Treffen in Frankfurt
EU-Minister gegen Steuersenkungen wegen Ölpreis

Der Vorschlag des französischen Präsidenten Nicolas Sarkozy, die Mehrwertsteuer auf Benzin und Heizöl EU-weit zu senken, ist bei den meisten Euro-Finanzministern auf wenig Gegenliebe gestoßen. Steuersenkungen sind nach ihrer Ansicht keine Antwort auf den Rekordölpreis.

HB FRANKFURT/MAIN. „Wir sollten nicht politisch reagieren und versuchen zu intervenieren. Das hat sich in der Vergangenheit häufig als Fehler herausgestellt“, sagte Bundesfinanzminister Peer Steinbrück (SPD) am Montag in Frankfurt zum Auftakt des Treffens der Euro-Finanzminister.

Der französische Präsident Nicolas Sarkozy hatte vorgeschlagen, die Mehrwertsteuer auf Benzin und Heizöl EU-weit zu senken.

Spaniens Wirtschafts- und Finanzminister Pedro Solbes sagte dazu: „Das ist keine gute Idee. Der Ölpreis wird vom Markt bestimmt.“ Der frühere EU-Wirtschaftskommissar forderte, den Verbrauch von Öl zu verringern.

Der niederländische Finanzminister Wouter Bos sagte: „Wir müssen unsere Wirtschaft weniger abhängig vom Ölpreis machen. Frankreich hat ein Problem, sein Budget in Ordnung zu bringen.

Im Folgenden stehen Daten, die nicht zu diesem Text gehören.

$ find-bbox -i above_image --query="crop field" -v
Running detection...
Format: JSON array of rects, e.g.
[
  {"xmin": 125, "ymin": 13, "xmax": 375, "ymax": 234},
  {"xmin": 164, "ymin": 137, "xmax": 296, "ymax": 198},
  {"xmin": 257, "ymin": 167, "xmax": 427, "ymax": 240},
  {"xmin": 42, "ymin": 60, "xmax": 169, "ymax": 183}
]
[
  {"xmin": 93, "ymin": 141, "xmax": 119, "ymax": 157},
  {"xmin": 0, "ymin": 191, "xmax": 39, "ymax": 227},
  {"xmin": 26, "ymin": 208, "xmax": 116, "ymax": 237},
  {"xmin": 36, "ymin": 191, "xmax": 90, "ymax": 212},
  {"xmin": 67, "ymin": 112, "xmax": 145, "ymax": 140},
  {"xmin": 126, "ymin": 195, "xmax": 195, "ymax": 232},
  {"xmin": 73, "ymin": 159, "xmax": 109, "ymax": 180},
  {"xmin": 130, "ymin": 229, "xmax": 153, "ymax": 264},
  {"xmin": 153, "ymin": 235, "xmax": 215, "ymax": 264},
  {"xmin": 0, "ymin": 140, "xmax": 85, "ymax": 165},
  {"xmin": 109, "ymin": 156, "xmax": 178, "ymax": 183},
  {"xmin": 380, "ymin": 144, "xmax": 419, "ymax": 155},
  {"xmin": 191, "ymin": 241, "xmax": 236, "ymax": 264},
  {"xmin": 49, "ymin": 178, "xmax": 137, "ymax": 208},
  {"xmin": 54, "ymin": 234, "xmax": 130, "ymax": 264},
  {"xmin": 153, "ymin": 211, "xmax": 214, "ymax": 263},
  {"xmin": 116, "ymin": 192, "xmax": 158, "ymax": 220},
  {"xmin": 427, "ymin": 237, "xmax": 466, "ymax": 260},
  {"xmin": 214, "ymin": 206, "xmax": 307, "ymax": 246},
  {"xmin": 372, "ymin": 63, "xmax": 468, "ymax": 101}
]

Steuern zu senken wird es für Frankreich nicht unbedingt einfacher machen.“

Die Euro-Finanzminister tagen am Montag anlässlich des zehnjährigen Bestehen der Europäischen Zentralbank (EZB) am Sitz der Notenbank in Frankfurt.

Vergangene Woche hatten bereits EU-Währungskommissar Joaquin Almunia und der Chef der Euro-Finanzminister, Jean-Claude Juncker, der Initiative Frankreichs eine Absage erteilt.

Sie erinnerten an einen Beschluss, den die Finanzminister der Euro-Zone im Herbst 2005 gefasst hatten. Sie vereinbarten damals, dem Ölpreisanstieg nicht mit Steuersenkungen zu begegnen. Denn dadurch würde nur Öl ins Feuer gegossen: Die Nachfrage nach dem billigeren Kraftstoff würde steigen, was die Preise am Markt nur noch mehr in die Höhe treiben würde. Seither hat sich der Ölpreis mehr als verdoppelt.